(CNS photo/Universal)Michael Fassbender stars in a scene from the movie "The Snowman." The Catholic News Service classification is O -- morally offensive. The Motion Picture Association of America rating is R -- restricted. Under 17 requires accompanying parent or adult guardian.

Director Tomas Alfredson’s adaptation of Jo Nesbo’s best-selling crime novel occasionally dabbles in penny-dreadful sensationalism, then returns to plodding wearily across the frozen landscape of its unconvincing mystery story.

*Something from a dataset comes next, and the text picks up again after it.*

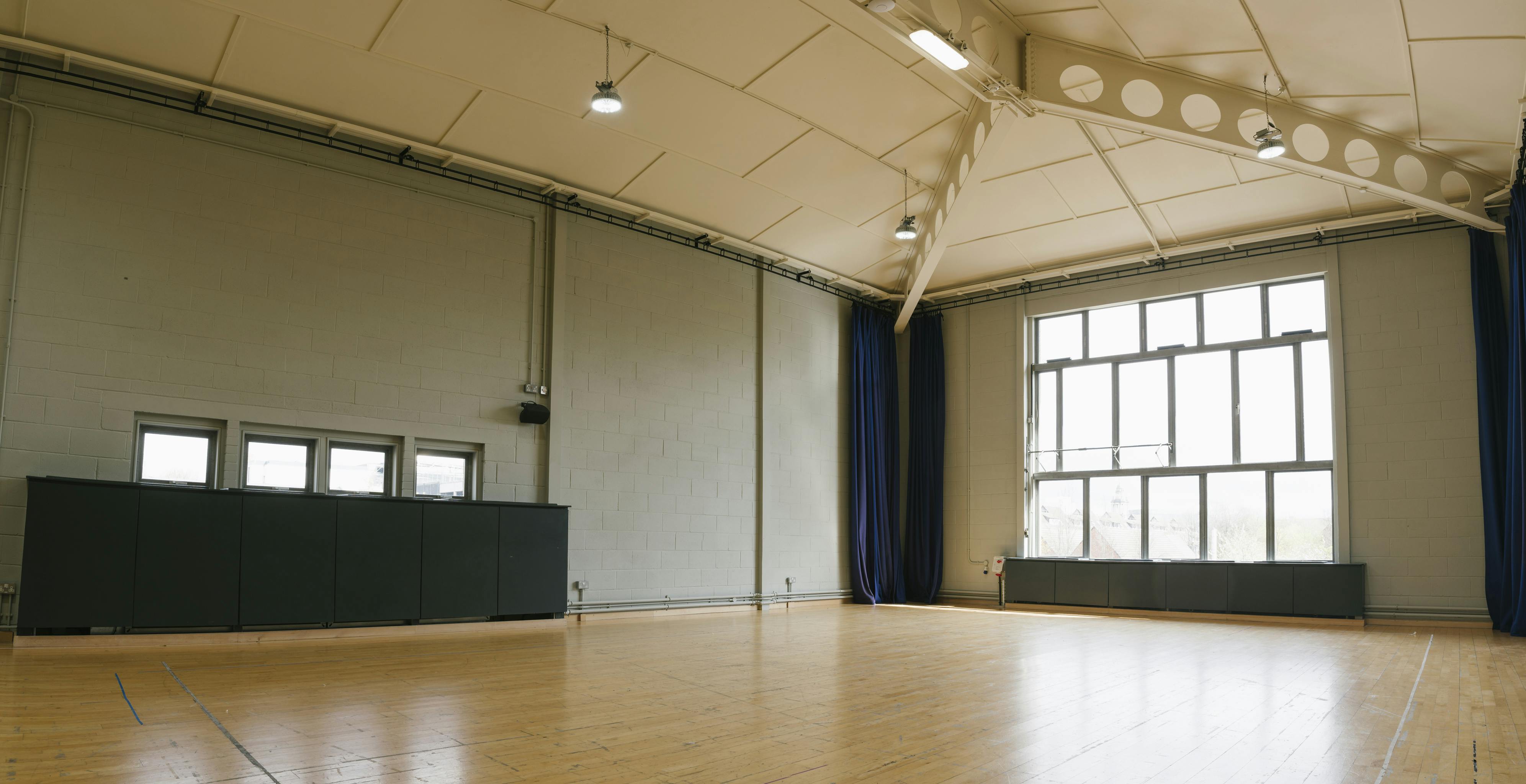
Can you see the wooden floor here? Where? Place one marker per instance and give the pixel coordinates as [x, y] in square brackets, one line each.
[811, 696]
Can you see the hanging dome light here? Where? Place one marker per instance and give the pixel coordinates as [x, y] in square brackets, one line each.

Set primarily in Oslo, Norway, the film tracks the efforts of a gifted but alcoholism-plagued police detective (Michael Fassbender) to catch a serial killer who builds a snowman at each murder site. The officer’s search is complicated by the fact that his new partner (Rebecca Ferguson) seems to have a hidden agenda of her own and by his tangled relationships with his ex-girlfriend (Charlotte Gainsbourg), her son (Michael Yates) and her new live-in love interest (Jonas Karlsson).

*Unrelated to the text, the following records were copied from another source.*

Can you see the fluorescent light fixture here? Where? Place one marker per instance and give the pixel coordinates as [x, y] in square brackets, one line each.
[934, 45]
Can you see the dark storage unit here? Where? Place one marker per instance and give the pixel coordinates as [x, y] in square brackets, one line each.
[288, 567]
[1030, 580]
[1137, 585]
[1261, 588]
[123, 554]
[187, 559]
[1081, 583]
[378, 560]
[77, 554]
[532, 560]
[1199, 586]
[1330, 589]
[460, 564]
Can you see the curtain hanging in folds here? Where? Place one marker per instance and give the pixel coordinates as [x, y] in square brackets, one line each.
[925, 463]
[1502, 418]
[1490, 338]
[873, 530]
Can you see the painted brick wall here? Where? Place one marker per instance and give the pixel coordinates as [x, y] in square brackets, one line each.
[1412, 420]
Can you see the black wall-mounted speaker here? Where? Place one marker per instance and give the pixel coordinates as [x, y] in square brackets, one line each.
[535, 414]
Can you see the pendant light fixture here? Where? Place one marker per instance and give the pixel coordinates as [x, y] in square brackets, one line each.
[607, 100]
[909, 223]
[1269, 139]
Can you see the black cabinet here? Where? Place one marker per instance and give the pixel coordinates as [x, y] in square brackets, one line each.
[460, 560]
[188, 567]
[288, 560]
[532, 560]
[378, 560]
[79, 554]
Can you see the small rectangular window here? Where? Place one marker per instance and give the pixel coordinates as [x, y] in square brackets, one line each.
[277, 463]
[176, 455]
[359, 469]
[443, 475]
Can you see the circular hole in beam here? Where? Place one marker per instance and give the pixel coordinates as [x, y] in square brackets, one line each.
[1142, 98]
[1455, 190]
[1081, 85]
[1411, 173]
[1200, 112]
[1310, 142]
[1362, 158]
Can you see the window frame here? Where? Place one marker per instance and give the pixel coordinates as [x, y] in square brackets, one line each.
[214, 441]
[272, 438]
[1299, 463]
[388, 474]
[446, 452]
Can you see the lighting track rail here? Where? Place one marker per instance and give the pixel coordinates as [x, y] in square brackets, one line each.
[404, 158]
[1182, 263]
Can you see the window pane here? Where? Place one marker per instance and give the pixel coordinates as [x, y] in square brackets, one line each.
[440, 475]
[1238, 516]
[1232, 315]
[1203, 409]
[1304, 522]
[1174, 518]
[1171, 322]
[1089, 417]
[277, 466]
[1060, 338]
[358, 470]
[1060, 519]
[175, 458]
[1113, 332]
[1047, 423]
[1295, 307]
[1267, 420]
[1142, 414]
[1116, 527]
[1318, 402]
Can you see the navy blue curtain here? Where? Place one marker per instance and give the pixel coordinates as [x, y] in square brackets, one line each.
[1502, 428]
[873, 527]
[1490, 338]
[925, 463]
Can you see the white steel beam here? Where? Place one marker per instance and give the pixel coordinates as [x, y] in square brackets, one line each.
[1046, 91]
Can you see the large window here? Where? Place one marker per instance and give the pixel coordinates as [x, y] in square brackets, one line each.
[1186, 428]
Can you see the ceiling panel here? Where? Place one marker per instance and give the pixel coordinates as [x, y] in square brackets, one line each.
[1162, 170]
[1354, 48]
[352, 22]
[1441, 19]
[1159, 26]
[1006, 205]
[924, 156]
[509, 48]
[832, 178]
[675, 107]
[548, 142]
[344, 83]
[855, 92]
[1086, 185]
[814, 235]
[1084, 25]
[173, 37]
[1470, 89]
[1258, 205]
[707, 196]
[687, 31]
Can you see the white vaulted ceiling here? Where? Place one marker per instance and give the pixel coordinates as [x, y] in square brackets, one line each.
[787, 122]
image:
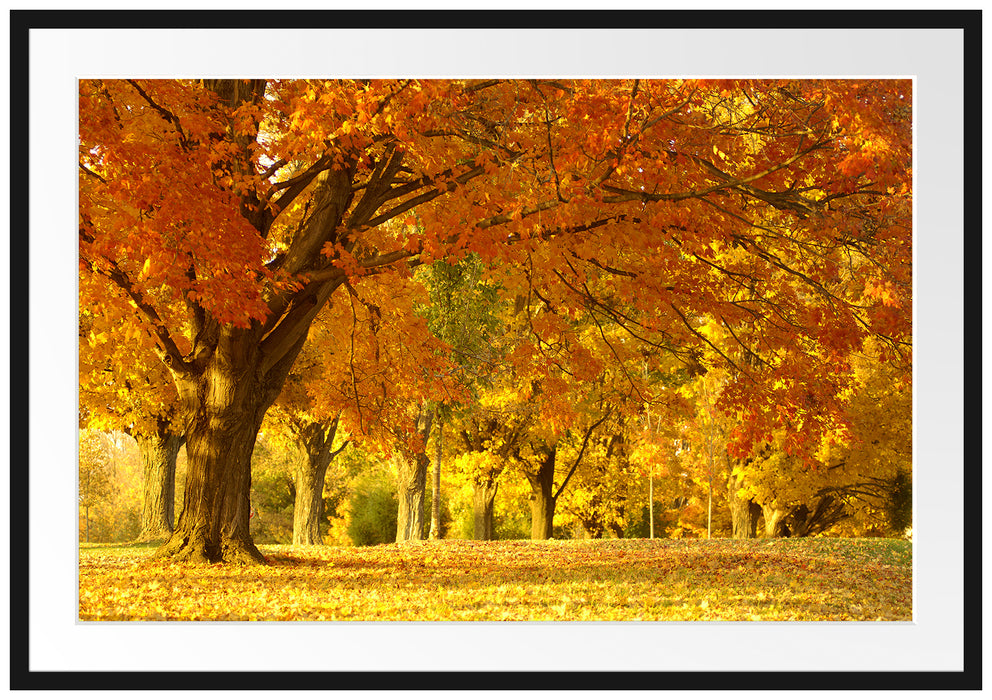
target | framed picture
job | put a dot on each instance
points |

Needlessly shocking visuals punctuate the stilted proceedings while the killer’s motivation springs from the sordid personal lives of his victims as well as his traumatic childhood.

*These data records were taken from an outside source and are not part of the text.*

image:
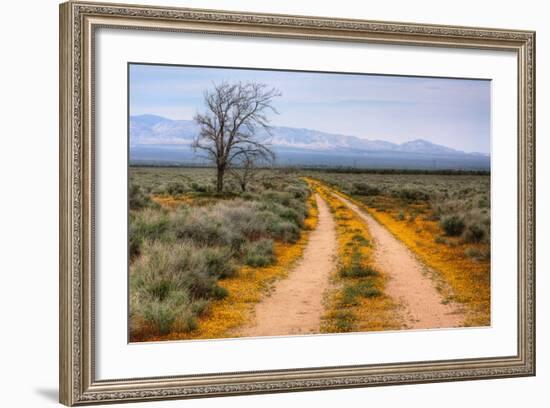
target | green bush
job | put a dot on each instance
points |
(356, 268)
(138, 199)
(364, 189)
(175, 188)
(259, 253)
(474, 233)
(453, 225)
(219, 262)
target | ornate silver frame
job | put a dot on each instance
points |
(78, 22)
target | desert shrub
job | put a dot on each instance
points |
(474, 233)
(138, 199)
(145, 225)
(285, 231)
(200, 188)
(356, 268)
(259, 253)
(219, 262)
(364, 189)
(409, 194)
(175, 188)
(453, 225)
(477, 255)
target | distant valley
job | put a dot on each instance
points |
(158, 140)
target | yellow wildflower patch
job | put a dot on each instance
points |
(247, 288)
(357, 301)
(465, 280)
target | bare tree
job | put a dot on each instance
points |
(235, 113)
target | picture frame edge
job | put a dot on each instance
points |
(76, 365)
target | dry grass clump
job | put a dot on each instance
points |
(357, 302)
(444, 219)
(183, 246)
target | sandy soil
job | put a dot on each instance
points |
(408, 281)
(295, 305)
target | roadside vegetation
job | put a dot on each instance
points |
(357, 301)
(443, 219)
(193, 250)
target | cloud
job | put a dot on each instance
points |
(453, 112)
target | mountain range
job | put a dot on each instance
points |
(158, 139)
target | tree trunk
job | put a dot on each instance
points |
(219, 181)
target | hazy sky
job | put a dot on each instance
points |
(452, 112)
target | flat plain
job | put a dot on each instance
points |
(306, 251)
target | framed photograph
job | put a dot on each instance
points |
(256, 203)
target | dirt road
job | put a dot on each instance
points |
(295, 305)
(408, 282)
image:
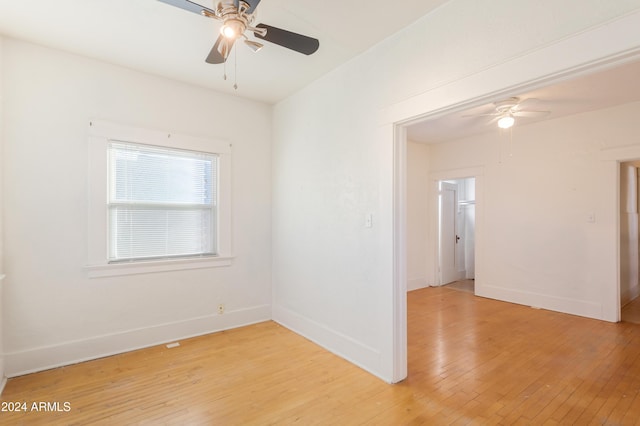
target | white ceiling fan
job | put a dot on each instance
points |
(508, 109)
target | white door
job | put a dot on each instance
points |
(448, 237)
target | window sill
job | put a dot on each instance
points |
(118, 269)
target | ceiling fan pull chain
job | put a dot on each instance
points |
(235, 71)
(224, 76)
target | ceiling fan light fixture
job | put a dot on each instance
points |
(506, 122)
(232, 29)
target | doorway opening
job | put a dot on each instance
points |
(629, 242)
(456, 231)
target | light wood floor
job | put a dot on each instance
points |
(471, 361)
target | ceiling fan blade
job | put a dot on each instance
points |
(188, 5)
(252, 5)
(530, 102)
(530, 113)
(220, 51)
(293, 41)
(492, 114)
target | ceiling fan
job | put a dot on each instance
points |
(508, 109)
(237, 18)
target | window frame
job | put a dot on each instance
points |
(100, 134)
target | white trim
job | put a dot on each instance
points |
(100, 132)
(557, 304)
(399, 296)
(598, 48)
(130, 268)
(336, 342)
(47, 357)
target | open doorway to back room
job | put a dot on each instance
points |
(629, 242)
(456, 233)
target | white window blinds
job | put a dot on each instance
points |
(162, 202)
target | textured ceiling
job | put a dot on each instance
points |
(154, 37)
(590, 92)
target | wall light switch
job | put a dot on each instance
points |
(368, 222)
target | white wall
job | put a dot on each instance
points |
(334, 160)
(53, 313)
(417, 214)
(539, 247)
(2, 376)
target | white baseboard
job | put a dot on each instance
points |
(341, 345)
(629, 294)
(553, 303)
(44, 358)
(417, 284)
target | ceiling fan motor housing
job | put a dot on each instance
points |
(506, 105)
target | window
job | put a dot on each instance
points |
(157, 201)
(162, 202)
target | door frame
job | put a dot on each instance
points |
(442, 187)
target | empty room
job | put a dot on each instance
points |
(278, 211)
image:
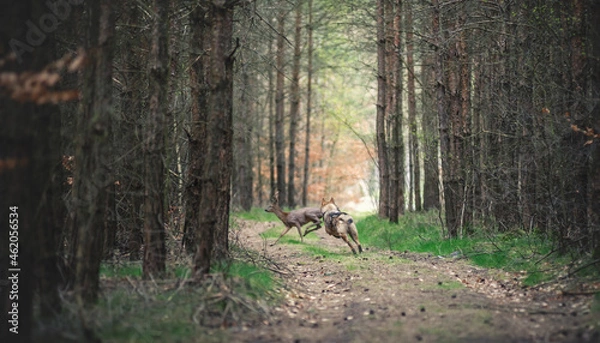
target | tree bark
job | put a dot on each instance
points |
(294, 106)
(93, 177)
(211, 236)
(154, 146)
(413, 145)
(384, 178)
(443, 120)
(308, 105)
(279, 108)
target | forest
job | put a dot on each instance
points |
(137, 132)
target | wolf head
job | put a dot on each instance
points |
(328, 206)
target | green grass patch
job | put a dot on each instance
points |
(256, 214)
(512, 251)
(133, 270)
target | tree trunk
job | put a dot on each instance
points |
(154, 146)
(443, 120)
(384, 182)
(308, 106)
(413, 145)
(93, 178)
(197, 137)
(213, 212)
(294, 106)
(31, 178)
(279, 108)
(395, 112)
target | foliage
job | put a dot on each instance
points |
(528, 253)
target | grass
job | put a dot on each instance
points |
(256, 214)
(170, 310)
(530, 254)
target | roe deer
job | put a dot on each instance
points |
(339, 224)
(296, 218)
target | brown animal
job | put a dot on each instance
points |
(339, 224)
(296, 218)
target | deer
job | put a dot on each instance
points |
(296, 218)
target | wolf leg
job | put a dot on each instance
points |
(312, 228)
(354, 235)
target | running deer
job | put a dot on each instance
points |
(297, 218)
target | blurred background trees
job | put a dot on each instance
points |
(164, 115)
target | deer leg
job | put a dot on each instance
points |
(300, 233)
(345, 238)
(287, 228)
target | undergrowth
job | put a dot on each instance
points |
(175, 308)
(529, 253)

There is excessive gory violence and gruesome images, a suicide, strong sexual content, including aberrant behavior, an adulterous bedroom scene and brief upper female nudity, abortion, domestic abuse and cohabitation themes, a few uses of profanity and rough language, several crude terms.

The Catholic News Service classification is O — morally offensive. The Motion Picture Association of America rating is R — restricted. Under 17 requires accompanying parent or adult guardian.